Trachypith’ – Lutungs

Completely change their fur color when they grow up

Lutungs, also commonly known as langurs, are a group of Old World monkeys that inhabit the diverse landscapes of Southeast Asia. Characterized by their medium size and agile nature, lutungs are primarily arboreal, spending the majority of their lives high in the canopy of lush rainforests and mountainous forests.

Langurs strongly prefer dense, tropical rainforests, where the thick foliage offers ample food resources and protection from predators. However, their adaptability allows them to thrive in various forest types, including mountain forests, where the climate and vegetation differ significantly from the lowland rainforests. Their physical adaptations, such as strong limbs and a tail that aids in balance, are crucial for navigating the complex three-dimensional space of the forest canopy.

These primates are primarily diurnal rather than nocturnal. They exhibit peak activity levels during the cooler hours of early morning and late afternoon, avoiding the midday heat by resting in the shade of the forest canopy. This behavioral adaptation helps them conserve energy and avoid exposure to predators during the hottest parts of the day. Lutungs rarely descend to the ground, highlighting their dependence on the arboreal environment for safety, food, and social interaction.
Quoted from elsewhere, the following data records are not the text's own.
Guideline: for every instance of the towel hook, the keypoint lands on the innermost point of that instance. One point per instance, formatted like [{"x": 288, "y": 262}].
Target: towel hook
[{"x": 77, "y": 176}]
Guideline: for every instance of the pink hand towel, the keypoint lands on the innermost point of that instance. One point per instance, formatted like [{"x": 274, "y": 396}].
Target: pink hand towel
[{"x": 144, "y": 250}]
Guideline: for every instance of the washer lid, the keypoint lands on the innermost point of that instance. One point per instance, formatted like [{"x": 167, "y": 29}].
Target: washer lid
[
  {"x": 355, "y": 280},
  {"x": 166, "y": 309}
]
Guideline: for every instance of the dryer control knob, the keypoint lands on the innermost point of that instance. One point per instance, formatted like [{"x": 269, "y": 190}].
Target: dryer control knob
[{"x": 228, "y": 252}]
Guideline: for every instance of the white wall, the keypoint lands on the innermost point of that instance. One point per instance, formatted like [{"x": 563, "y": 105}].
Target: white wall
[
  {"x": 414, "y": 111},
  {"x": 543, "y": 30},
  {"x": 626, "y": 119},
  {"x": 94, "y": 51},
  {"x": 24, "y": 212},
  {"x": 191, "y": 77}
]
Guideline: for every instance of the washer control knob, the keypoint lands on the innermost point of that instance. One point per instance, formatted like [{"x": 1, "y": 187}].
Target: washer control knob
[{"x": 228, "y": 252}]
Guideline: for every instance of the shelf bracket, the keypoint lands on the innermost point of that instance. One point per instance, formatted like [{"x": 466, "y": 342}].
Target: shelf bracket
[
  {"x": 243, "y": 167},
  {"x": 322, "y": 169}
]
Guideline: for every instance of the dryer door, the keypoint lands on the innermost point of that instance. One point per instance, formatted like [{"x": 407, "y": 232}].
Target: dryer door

Social grooming plays a significant role in lutung societies. It is a vital social bonding activity that helps to maintain and reinforce the hierarchical structure and cohesion within groups. This behavior helps remove parasites and maintain fur health and facilitates social interactions and the establishment of alliances among group members.

Lutungs are primarily folivorous, with a diet emphasizing leaves as a major food source. Their specialized digestive system allows them to process the cellulose in leaves more efficiently than many other primates. In addition to mature and young leaves, their diet includes fruits (ripe and unripe), seeds, buds, and flowers. This varied diet reflects their ability to exploit the diverse plant resources available in their forest habitats.